William,

Although I used FORTRAN ages ago and it still seems to be in active use, I am 
not clear on why the name FORMULA TRANSLATOR was chosen. I do agree it does 
sound more like a computer language based on both the sound and feel of FORTRAN 
as well as the expanded version.

It seems to have been designed as a mathematical extension of sorts that 
allowed you to evaluate a mathematical formula efficiently. I mean things like 
quadratic equations. But there is overlap with what other languages like COBOL 
or BASIC did at the time.

What gets me is the vagueness of the words looked at by ME today. Any modern 
computing language can do what standard FORTRAN does, albeit perhaps more 
slowly as I know some languages do some of their math using libraries from 
FORTRAN. But do we use the word TRANSLATOR quite that way much anymore? Heck, 
do we use FORMULA in the same way?

My most recent use of formula has been in the R language where there is a 
distinct object type called a formula that can be used to specify models when 
doing things like a regression on data. I am more likely to call the other kind 
using words like "equation". Python has an add-on that does symbolic 
manipulation.
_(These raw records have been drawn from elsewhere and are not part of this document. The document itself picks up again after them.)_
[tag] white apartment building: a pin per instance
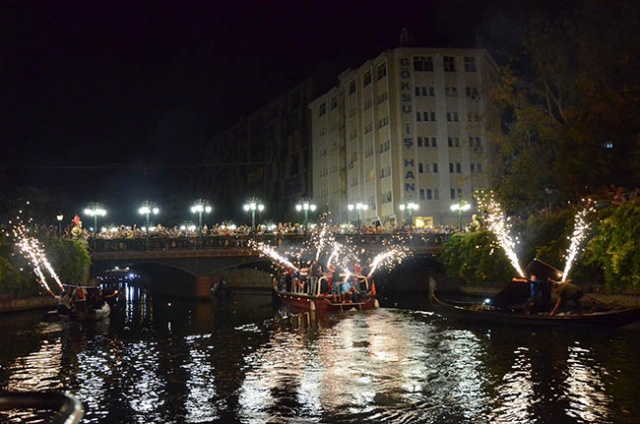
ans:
(404, 127)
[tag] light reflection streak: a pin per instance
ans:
(144, 390)
(200, 385)
(38, 371)
(94, 370)
(516, 396)
(585, 389)
(355, 365)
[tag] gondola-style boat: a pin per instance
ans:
(506, 308)
(97, 307)
(328, 302)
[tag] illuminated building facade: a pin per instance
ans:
(407, 126)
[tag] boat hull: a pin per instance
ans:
(95, 314)
(469, 312)
(324, 303)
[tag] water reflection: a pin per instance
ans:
(584, 387)
(241, 361)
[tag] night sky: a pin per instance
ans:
(113, 83)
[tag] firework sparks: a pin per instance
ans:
(388, 258)
(580, 231)
(271, 253)
(339, 256)
(500, 227)
(33, 251)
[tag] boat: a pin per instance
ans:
(97, 306)
(485, 313)
(507, 308)
(323, 302)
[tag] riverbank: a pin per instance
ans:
(27, 303)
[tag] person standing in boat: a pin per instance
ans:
(79, 296)
(569, 294)
(534, 291)
(314, 275)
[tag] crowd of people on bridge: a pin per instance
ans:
(282, 229)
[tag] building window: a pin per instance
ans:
(425, 91)
(367, 79)
(449, 64)
(425, 116)
(469, 64)
(382, 70)
(473, 117)
(472, 93)
(423, 64)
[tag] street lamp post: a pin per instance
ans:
(305, 207)
(95, 210)
(460, 207)
(358, 207)
(60, 217)
(200, 207)
(147, 209)
(410, 207)
(253, 206)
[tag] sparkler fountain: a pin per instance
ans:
(580, 230)
(32, 249)
(499, 225)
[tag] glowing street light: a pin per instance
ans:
(147, 209)
(410, 207)
(305, 207)
(200, 207)
(460, 207)
(358, 207)
(95, 210)
(253, 206)
(60, 217)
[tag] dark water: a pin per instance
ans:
(157, 360)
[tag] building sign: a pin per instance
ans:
(407, 119)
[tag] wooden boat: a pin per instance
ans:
(597, 316)
(97, 307)
(329, 302)
(91, 314)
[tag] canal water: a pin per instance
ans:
(242, 360)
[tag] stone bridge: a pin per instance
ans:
(209, 258)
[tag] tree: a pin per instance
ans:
(573, 126)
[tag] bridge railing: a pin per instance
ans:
(156, 243)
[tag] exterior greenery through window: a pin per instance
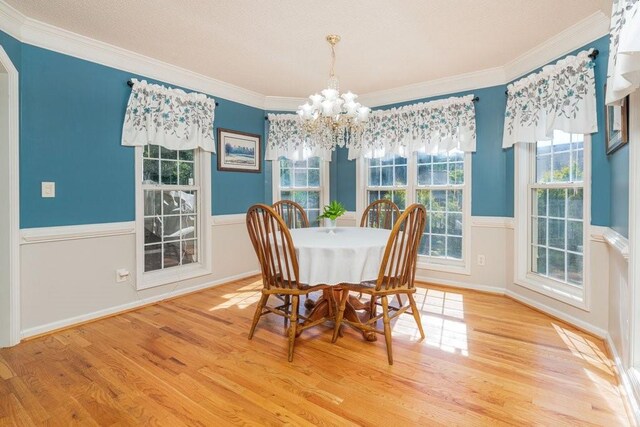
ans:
(557, 211)
(300, 181)
(170, 191)
(438, 183)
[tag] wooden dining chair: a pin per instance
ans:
(279, 266)
(380, 214)
(292, 214)
(396, 277)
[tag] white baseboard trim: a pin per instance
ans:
(230, 219)
(626, 382)
(64, 323)
(463, 285)
(586, 326)
(75, 232)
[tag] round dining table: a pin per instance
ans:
(335, 257)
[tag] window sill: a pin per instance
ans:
(169, 276)
(455, 267)
(556, 290)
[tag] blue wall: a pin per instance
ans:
(600, 165)
(489, 164)
(71, 119)
(619, 162)
(71, 125)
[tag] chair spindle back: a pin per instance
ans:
(398, 266)
(273, 245)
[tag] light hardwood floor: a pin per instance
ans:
(486, 360)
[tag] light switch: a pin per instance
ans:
(48, 189)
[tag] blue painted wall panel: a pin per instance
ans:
(619, 162)
(71, 125)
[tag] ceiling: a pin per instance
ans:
(278, 48)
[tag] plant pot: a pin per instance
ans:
(330, 223)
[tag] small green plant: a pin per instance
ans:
(333, 210)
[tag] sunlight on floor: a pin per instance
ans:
(244, 297)
(585, 349)
(442, 315)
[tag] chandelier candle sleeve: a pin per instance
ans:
(331, 115)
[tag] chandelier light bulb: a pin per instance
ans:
(331, 115)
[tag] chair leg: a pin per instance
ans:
(287, 306)
(416, 314)
(256, 316)
(343, 304)
(294, 324)
(387, 328)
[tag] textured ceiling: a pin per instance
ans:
(278, 47)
Did FORTRAN have any of these enhanced objects back when created, 
or even now?

As I joked in an earlier message, I remember using a version of FORTRAN called 
WATFOR. Yes, there was a WATFIV. 



-----Original Message-----
From: Python-list <python-list-bounces+avigross=verizon....@python.org> On 
Behalf Of William Ray Wing via Python-list
Sent: Friday, January 4, 2019 11:06 AM
To: Python <python-list@python.org>
Cc: William R. Wing <w...@mac.com>
Subject: Re: the python name

On 3/01/19 2:03 PM, Avi Gross wrote:
> Challenge: Can we name any computer language whose name really would suggest 
> it was a computer language?
> I think the name is the least important aspect of a computer language.

I’d like to propose that classic FORTRAN (FORmulaTRANslator) came/comes close.